Krach developed a new model for foreign relations, especially to target adversarial nations like China that don’t follow the rule of law—one that would leverage America’s strengths as an economic superpower and driver of entrepreneurship. Called the Clean Network, it created an alliance of nations and international telecom companies that promise to follow standards for transparency and not to use distrusted Chinese vendors that threaten data privacy. These countries and companies would be encouraged to partner with each other for 5G technology. Krach said he wanted to beat the aggressors at their game. “I would just harness the U.S.’s three biggest areas of competitive advantage: by rallying and unifying our allies and our friends, leveraging the innovation and resources of the private sector, and amplifying the moral high ground of democratic values—those trust principles,” he said. After all, America always played fairly.
His approach was seen as risky by some—many companies and countries are afraid of upsetting China for fear of retaliation, or because it may impact their China market. But Krach said he again believed in the importance of building trust among like-minded partners. By creating an alliance, “it gave them a security blanket, because there’s strength in numbers and there’s power in unity and solidarity.” For this approach to diplomacy, he was nominated for the Nobel Peace Prize earlier this year. He believes more tech executives should work together with the federal government—so they can counter foreign threats more effectively. In July 2021, he founded the Krach Institute for Tech Diplomacy at Purdue University, aimed at exactly this cross-section between foreign policy and tech. The institute conducts research on cutting-edge tech that could have implications for national security.
Krach firmly believes that entrepreneurship is what makes America the leader in innovation. And at the heart of it all, Silicon Valley, “the secret sauce … I think is mentorship.” He recalled that after he took Ariba public, the board recommended that he seek out advice from then-CEO of Cisco, John Chambers. Krach was surprised that Chambers agreed and invited him to ask any questions. One day, Krach asked Chambers why he was willing to teach him. Chambers said that he was mentored, too, by then-CEO of HP Lou Platt. Chambers said, as Krach recalled: “‘So Keith, I don’t ask for anything in return.
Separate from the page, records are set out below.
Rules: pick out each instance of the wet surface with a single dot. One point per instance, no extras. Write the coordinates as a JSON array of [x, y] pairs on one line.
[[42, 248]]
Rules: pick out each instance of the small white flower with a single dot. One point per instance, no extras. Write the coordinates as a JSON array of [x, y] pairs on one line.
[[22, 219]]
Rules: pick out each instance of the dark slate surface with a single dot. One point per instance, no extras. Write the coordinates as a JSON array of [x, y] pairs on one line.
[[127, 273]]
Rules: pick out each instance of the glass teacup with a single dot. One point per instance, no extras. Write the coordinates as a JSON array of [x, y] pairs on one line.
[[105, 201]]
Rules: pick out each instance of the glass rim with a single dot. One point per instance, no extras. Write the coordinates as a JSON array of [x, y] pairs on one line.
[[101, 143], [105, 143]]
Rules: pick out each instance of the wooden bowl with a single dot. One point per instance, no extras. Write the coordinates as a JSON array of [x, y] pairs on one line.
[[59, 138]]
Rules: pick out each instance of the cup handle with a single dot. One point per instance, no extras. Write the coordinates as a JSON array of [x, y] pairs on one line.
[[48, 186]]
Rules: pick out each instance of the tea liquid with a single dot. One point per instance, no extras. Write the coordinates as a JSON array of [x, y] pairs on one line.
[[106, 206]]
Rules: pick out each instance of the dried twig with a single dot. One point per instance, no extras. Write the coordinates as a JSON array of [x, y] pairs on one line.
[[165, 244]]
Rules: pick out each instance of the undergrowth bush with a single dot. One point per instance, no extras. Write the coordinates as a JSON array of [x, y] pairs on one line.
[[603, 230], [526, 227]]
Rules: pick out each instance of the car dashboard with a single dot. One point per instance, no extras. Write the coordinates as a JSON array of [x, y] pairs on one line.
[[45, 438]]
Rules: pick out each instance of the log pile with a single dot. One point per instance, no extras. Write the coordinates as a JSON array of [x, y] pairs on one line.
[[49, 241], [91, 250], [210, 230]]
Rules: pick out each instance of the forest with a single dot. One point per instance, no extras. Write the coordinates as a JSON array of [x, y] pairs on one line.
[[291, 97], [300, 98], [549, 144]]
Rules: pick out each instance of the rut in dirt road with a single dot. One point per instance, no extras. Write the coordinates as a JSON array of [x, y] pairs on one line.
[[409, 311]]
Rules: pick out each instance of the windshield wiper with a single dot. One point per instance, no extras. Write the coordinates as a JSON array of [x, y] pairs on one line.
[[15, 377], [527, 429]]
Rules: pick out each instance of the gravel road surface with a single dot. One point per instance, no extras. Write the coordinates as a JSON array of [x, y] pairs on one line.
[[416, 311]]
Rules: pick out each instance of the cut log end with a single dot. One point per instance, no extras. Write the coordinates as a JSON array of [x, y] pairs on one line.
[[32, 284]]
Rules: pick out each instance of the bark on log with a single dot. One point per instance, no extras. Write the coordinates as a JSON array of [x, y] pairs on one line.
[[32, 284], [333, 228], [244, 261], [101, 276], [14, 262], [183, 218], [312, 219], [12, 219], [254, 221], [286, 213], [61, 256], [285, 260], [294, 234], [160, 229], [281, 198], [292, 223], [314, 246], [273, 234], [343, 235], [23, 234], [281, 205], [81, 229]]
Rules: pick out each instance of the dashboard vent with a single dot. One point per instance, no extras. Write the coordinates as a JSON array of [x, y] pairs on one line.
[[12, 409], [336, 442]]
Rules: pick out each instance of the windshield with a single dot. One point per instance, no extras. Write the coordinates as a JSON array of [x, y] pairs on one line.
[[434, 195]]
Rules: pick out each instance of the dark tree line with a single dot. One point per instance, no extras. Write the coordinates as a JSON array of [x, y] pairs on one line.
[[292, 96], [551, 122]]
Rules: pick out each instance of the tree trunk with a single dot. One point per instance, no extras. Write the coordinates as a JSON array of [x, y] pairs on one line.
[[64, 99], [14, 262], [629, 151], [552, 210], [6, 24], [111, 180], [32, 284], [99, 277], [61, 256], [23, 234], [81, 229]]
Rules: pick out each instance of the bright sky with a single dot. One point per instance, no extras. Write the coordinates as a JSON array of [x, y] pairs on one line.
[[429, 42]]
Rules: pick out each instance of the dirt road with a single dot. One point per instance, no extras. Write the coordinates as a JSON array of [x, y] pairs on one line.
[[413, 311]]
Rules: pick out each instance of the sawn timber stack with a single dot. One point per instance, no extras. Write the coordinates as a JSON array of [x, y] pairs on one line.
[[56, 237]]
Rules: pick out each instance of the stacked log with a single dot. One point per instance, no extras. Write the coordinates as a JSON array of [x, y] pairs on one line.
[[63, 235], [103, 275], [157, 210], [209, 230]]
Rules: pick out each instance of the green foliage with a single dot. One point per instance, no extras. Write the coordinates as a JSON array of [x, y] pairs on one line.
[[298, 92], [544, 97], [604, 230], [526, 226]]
I just asked you to do it for the next guy.’”
In 2019, Krach founded the Global Mentor Network, a program that matches young entrepreneurs with top Silicon Valley CEOs to teach them leadership skills and provide resources for succeeding. He hopes to inspire the next generation. “People go, ‘What do you think your legacy is going to be?’ And I go, ‘Well, it’s not the companies I led. It’ll be the people that I mentor.’” He thinks back to something his father said. “‘You never know if you’re a good father until you see your children’s children.’ You also don’t know if you’re a great leader until you see your mentees’ mentees, right?”